Greatness visits each of us in its own way--whether we're born into it, or achieve it ourselves.
A great leader, however, is someone who takes what's been thrust upon them and makes something better of it. It's easy to be a good leader when everything is working well. But what about when there is a crisis, and everyone is turning to you for help? What about when the ship starts sinking? How do you maintain being a great leader then?
Over the course of my business career--both in being an entrepreneur myself, and watching my peers and other entrepreneurs--I have learned that there are many different types of leaders. There are different styles, different approaches, and the term "leadership" is certainly not one-size-fits-all.
With that in mind, being a truly great leader has far more to do with understanding your own strengths and weaknesses. Leadership is about self-awareness, and knowing what style of leadership will work best for you.
Which means, in order to improve yourself as a leader, you have to be aware of what can be improved upon in the first place.

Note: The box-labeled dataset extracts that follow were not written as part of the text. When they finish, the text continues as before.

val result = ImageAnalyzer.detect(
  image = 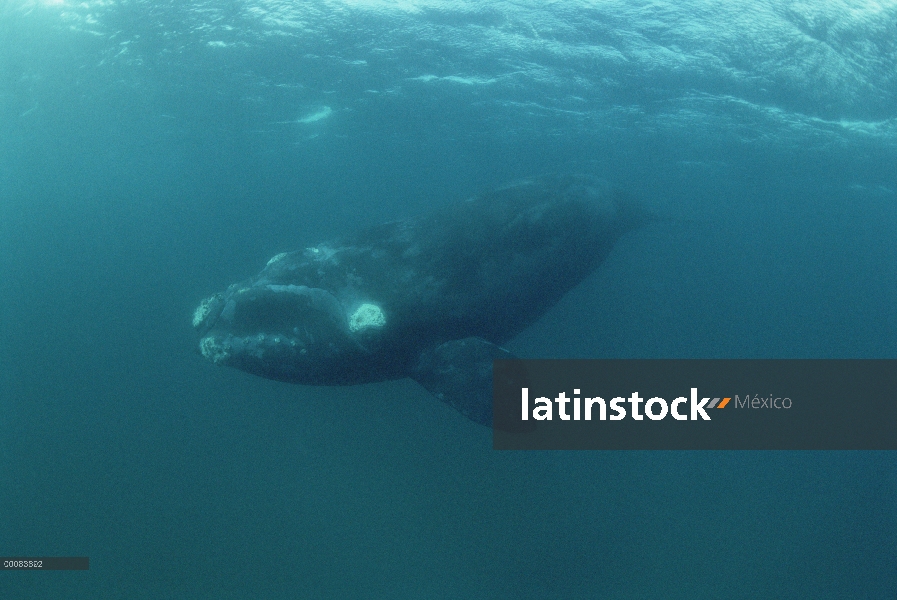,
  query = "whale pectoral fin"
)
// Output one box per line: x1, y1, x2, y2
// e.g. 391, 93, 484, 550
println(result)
411, 337, 528, 429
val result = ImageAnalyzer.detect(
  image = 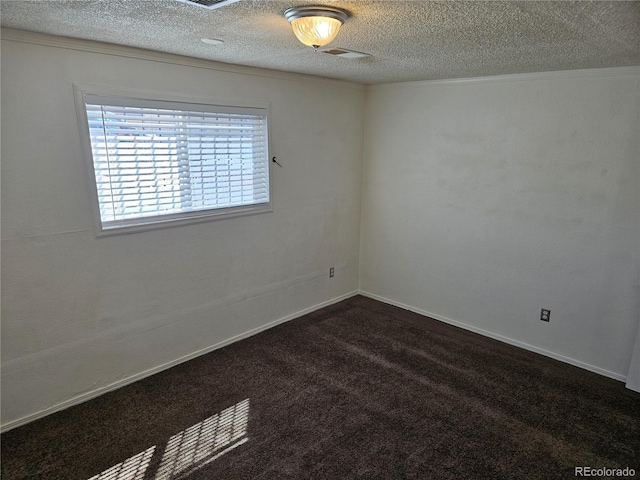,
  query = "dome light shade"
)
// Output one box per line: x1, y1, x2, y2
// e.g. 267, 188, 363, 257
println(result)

Here are three things should always be paying attention to:
1. Play to your strengths, but improve your weaknesses.
Are you a carrot-and-stick type of motivator? Or do you have a knack for firing people up with motivational speeches? Do you lead with an iron fist, or trust that your employees will learn as they go?
Knowing what type of leader you are (and while type of leader you want to be) is the first step to improving your techniques. Anyone can react in the heat of the moment--that's not what leadership is all about. The real art of leading people is knowing what action will bring about the result you desire most, and then finding ways to reinforce that behavior in a positive and productive manner.
Which is why sometimes the best place to start is to do your research, and see what works well for other people. Look for what resonates with you, and then don't be afraid to try different things with your team members and employees. It's going to be a learning process one way or another.
Besides, the truth is, you're most likely going to end up combining a blend of different leadership styles. And the moment you get attached to one, something about your business or your team is going to change--which means your approach is going to have to change too.
2. Don't be afraid to use different leadership styles with different people.
Managing people can be a tricky task.
Part of being an effective leader is knowing how and when to change your leadership style to fit the current challenges of your business. There will be times when people's motivation will need to be more intrinsic than extrinsic--and vice versa. Some employees will respond well to milestones and targets, while others will require different motivators.
A great leader is someone who is adaptable and willing to pivot.
Because if you're applying the wrong leadership type, it's going to be like driving a Ferrari in reverse with the emergency brake on. It won't matter how talented the employee or team member is if they feel like they aren't being heard, understood, or properly motivated.
3. Stop and think about how the greatest leaders would handle your current situation.
Do you have favorite leaders that you hope to one day emulate? What about mentors in your field or industry?
Sometimes knowing your leadership type isn't enough. Or maybe it just isn't giving you the guidance you need to keep pushing through a hard week or handle a tough situation within your company.
This is something I talk a lot about in my book, All In. One of the best things you can do as a leader-in-training is to make a list of your favorite leaders. They don't even have to be great business leaders--maybe they led a cultural revolution or excelled in the military.
Then, look at the list and see what traits they all have in common. How do those traits tie into their goals and passions? What kind of techniques did they use to grow with their crew or staff? Now, find ways to apply successful tactics from your favorite leaders to your own company.
See what works, what doesn't, and adjust accordingly.